Por eso conviene hacer una reflexión importante: ¿en qué está usando Sistemas su capacidad?
Para responder, primero debemos separar todo aquello que es obligatorio: reportes tributarios, temas regulatorios, seguridad, continuidad operativa, cumplimiento legal y cualquier actividad que, si no se realiza, puede detener o poner en riesgo a la empresa.
Luego viene la pregunta clave:
¿Qué pasa con el resto del trabajo de Sistemas?
Cada desarrollo, reporte, automatización o mejora debería contribuir a que la empresa gane más dinero, ahora y en el futuro. Esa contribución puede tomar varias formas: vender más, gastar menos, reducir inventarios, mejorar el servicio, disminuir errores, acelerar procesos o reducir la necesidad de capital de trabajo.
Si una actividad no contribuye a ninguno de estos objetivos, la empresa debería preguntarse por qué la está haciendo.
A veces se piensa que una tarea de bajo impacto no causa daño. Pero eso solo sería cierto si Sistemas tuviera capacidad sobrante. En la práctica, esto rara vez ocurre.
En la mayoría de organizaciones, Sistemas funciona como un cuello de botella: tiene más trabajo por hacer que el que puede ejecutar en el tiempo que los usuarios, la gerencia o los entes reguladores están dispuestos a esperar.
Cuando Sistemas es una restricción, su capacidad se vuelve demasiado valiosa como para administrarla por orden de llegada, por presión del usuario o por volumen de reclamos.
Debe administrarse por contribución.
Esto requiere construir un portafolio o pipeline de proyectos, requerimientos y servicios internos, clasificado por prioridad y por impacto esperado en el negocio.
No se trata de negar solicitudes. Se trata de ordenarlas correctamente.
La pregunta no debería ser únicamente:
¿Quién pidió esto?
La pregunta principal debería ser:
¿Cuánto contribuye esto al resultado global de la empresa?
Un proyecto puede tener prioridad porque incrementa ventas. Otro porque reduce gastos. Otro porque mejora la disponibilidad de inventario. Otro porque evita errores costosos. Otro porque disminuye la necesidad de trabajo manual.
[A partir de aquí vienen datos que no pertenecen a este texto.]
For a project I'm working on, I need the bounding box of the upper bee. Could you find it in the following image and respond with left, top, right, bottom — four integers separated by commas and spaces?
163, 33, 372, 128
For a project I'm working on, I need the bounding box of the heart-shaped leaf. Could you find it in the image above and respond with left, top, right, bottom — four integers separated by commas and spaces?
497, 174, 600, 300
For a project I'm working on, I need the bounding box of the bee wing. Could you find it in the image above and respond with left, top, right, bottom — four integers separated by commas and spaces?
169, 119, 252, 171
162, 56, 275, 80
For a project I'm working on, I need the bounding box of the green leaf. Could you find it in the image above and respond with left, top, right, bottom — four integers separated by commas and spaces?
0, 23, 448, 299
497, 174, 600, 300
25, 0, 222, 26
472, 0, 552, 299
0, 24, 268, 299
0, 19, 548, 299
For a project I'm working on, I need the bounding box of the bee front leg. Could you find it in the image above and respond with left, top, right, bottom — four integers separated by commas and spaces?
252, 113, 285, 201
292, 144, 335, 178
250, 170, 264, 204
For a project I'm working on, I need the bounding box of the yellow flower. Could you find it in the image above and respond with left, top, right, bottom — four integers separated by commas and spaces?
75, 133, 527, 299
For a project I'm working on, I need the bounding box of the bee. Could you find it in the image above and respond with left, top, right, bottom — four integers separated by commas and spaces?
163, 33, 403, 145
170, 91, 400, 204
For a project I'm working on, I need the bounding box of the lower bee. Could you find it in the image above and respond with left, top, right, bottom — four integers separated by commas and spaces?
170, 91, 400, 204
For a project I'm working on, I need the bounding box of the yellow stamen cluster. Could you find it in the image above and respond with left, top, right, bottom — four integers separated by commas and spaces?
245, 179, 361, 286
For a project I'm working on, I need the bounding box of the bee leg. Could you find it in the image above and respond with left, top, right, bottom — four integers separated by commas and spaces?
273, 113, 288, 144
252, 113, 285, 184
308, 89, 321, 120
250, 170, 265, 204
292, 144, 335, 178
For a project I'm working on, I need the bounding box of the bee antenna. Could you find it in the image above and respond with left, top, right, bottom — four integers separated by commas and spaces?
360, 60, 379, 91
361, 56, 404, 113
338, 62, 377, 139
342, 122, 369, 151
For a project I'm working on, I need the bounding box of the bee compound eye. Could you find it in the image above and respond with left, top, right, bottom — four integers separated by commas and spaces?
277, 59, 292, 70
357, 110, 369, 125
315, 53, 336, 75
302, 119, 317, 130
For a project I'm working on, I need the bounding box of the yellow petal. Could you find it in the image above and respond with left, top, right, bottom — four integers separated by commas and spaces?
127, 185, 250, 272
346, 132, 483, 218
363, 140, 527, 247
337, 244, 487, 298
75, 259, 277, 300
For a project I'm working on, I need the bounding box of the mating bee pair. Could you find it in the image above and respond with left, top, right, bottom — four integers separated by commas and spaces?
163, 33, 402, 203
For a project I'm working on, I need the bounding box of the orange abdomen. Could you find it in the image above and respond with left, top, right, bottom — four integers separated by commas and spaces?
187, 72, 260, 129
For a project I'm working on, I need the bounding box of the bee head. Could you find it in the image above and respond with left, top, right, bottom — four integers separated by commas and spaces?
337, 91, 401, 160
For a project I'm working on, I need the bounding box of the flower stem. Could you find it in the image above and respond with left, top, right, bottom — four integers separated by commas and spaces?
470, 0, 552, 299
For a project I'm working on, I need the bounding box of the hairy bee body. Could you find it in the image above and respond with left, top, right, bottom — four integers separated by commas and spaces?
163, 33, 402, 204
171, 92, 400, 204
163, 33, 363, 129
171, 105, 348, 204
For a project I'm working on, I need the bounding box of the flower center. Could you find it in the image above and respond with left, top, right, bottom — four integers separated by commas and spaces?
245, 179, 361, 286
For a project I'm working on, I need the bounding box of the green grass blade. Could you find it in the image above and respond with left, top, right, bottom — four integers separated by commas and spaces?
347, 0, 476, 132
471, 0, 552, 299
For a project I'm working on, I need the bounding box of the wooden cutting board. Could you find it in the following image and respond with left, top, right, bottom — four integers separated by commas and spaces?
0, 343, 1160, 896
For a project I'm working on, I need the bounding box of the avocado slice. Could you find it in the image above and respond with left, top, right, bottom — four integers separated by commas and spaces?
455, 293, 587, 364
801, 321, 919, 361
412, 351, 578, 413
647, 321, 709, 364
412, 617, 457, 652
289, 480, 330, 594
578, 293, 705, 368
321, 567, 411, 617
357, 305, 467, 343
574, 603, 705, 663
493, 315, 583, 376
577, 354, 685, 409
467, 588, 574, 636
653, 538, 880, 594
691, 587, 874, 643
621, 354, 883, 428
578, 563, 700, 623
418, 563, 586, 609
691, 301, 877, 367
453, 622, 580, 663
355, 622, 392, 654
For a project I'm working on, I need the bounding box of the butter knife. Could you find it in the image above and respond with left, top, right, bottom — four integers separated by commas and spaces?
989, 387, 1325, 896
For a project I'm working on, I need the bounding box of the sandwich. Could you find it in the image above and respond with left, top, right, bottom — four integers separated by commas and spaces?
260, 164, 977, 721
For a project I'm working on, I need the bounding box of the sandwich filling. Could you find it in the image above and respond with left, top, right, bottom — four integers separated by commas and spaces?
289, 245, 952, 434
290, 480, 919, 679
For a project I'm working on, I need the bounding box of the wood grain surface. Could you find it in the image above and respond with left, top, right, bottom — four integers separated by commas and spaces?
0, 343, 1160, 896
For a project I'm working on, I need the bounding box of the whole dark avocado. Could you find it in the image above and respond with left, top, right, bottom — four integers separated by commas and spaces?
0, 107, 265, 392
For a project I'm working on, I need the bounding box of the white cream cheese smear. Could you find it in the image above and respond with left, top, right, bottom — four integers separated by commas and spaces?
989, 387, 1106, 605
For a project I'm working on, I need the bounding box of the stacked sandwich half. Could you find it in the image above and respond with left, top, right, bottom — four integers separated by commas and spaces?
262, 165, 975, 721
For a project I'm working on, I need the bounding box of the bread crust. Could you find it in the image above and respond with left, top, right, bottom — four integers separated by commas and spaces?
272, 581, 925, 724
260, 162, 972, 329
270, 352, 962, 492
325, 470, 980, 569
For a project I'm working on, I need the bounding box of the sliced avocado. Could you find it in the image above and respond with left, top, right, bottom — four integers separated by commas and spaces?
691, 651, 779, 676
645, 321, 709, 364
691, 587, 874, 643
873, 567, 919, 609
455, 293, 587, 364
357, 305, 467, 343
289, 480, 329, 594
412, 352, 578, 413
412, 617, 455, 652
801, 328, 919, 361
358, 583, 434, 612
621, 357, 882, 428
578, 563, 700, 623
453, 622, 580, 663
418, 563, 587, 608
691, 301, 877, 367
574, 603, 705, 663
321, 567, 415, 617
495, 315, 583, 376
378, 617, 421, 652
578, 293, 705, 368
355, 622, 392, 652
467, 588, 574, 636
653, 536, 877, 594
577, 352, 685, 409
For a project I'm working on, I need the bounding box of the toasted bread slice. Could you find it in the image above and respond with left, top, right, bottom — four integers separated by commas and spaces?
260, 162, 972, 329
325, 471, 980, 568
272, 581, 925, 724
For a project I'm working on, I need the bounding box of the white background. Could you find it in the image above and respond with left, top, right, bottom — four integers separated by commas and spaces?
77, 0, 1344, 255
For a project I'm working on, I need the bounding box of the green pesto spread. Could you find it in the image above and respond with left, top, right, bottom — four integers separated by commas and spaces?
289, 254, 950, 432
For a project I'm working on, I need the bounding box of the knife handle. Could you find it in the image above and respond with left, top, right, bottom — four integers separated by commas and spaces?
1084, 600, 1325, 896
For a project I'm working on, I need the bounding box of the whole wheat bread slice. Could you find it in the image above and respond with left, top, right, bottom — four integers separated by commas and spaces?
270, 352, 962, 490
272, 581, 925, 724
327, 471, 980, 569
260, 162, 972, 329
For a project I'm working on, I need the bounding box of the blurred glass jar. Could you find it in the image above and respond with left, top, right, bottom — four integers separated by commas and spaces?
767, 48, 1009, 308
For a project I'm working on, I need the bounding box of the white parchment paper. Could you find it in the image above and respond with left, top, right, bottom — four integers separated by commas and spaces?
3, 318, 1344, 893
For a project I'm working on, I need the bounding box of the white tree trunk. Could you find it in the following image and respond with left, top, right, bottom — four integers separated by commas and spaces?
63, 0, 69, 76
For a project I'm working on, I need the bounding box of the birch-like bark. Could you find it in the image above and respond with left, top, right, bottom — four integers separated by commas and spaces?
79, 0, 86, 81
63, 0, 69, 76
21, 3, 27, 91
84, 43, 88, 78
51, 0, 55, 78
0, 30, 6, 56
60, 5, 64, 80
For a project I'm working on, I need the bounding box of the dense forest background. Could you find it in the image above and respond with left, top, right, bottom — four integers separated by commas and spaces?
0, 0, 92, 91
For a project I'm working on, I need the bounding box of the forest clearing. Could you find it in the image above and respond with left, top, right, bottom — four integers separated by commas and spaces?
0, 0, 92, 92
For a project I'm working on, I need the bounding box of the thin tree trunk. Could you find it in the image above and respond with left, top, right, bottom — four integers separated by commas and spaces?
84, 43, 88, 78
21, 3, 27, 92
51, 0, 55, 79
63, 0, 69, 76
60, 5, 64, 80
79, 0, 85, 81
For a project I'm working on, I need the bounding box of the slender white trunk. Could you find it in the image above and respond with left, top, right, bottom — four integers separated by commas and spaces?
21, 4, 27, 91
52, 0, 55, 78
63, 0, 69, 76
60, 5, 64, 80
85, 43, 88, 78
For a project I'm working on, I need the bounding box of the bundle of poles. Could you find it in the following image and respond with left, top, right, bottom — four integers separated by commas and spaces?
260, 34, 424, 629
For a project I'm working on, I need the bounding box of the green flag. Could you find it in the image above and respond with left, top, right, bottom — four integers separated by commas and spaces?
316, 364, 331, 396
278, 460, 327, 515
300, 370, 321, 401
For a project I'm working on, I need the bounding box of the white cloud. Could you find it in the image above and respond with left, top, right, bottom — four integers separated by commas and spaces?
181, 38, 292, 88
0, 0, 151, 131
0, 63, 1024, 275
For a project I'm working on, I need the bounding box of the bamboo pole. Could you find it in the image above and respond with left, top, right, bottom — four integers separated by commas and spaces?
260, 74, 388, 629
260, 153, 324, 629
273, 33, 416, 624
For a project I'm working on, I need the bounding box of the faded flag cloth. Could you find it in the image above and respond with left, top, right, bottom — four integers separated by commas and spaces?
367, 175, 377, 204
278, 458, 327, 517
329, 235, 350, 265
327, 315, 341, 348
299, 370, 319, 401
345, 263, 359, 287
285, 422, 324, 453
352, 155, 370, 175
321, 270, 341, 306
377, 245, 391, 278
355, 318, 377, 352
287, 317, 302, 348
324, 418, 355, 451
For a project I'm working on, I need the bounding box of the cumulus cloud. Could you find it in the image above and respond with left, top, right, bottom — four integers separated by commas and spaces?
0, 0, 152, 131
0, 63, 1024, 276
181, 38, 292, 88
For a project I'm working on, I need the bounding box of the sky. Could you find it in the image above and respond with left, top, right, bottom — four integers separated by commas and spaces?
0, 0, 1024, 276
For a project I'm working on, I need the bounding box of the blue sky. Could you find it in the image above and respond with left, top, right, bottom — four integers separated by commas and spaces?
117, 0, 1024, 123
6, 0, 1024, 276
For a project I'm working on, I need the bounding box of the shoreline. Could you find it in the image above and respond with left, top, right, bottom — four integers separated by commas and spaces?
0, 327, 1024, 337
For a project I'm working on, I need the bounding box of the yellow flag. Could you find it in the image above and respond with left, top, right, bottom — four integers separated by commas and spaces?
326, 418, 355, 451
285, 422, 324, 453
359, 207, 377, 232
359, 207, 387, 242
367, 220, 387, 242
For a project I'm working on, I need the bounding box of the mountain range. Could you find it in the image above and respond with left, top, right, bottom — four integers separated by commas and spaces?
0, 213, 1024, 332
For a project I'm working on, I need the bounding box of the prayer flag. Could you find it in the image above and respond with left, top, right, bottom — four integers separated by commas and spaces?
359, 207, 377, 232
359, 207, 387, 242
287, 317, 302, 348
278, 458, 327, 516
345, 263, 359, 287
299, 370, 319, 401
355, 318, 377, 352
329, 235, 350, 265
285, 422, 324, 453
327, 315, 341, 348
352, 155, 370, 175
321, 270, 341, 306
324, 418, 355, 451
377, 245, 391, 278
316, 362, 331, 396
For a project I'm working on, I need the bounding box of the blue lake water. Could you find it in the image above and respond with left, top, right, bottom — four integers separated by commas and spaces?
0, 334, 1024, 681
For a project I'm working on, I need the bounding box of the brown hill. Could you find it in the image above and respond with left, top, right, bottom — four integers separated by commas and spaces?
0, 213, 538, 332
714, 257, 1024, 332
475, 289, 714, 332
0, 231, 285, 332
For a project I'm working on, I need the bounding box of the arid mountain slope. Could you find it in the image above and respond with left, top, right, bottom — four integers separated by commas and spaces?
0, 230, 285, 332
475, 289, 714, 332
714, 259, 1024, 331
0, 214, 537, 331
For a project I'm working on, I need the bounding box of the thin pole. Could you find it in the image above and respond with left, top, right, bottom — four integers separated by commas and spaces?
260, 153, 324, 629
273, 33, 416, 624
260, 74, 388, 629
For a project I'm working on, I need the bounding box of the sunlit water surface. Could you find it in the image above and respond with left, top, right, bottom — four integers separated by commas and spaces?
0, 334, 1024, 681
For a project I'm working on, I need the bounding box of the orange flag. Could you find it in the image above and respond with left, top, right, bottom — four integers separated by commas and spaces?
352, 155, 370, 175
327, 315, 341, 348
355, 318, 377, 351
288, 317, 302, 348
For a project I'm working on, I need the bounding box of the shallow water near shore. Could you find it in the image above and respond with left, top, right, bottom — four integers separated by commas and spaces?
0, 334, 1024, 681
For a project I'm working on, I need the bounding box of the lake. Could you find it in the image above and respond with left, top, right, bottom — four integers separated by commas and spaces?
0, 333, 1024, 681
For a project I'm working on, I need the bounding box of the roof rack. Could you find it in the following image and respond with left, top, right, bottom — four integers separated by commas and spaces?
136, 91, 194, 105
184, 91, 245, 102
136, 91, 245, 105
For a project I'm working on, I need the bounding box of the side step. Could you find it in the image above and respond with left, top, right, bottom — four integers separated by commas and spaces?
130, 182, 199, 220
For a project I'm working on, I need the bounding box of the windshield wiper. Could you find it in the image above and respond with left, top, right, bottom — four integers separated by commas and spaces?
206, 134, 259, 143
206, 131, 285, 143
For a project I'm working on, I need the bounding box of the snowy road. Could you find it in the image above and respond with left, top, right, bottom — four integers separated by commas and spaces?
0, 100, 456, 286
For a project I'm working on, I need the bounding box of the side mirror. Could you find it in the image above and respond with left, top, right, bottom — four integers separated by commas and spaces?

Otro porque mejora el servicio al cliente.
Pero todos deberían ser evaluados bajo una lógica común: su contribución al objetivo de la empresa.
Desde la Teoría de las Restricciones, si Sistemas es la restricción, los 5 pasos de enfoque son una guía muy potente:
- Identificar la restricción: reconocer si Sistemas realmente tiene más demanda que capacidad.
- Explotar la restricción: asegurar que su tiempo se use en las tareas de mayor contribución.
- Subordinar el resto de la organización: evitar que cada área imponga sus propias urgencias sin una priorización global.
- Elevar la restricción: aumentar capacidad cuando ya se ha ordenado y explotado correctamente.
- Volver a evaluar: porque, al mejorar Sistemas, la restricción puede moverse a otra parte de la empresa.
Muchas organizaciones no necesitan empezar aumentando el presupuesto de tecnología. Antes de contratar más personal, comprar más herramientas o tercerizar desarrollos, deberían revisar si el trabajo de Sistemas está bien priorizado.
Si Sistemas vive apagando incendios, atendiendo urgencias y saltando de una solicitud a otra, tal vez el problema no sea solamente técnico.
Tal vez sea un problema de gestión de restricciones.
Y resolverlo puede convertir al departamento de Sistemas en una capacidad crítica para que la empresa mejore su resultado global.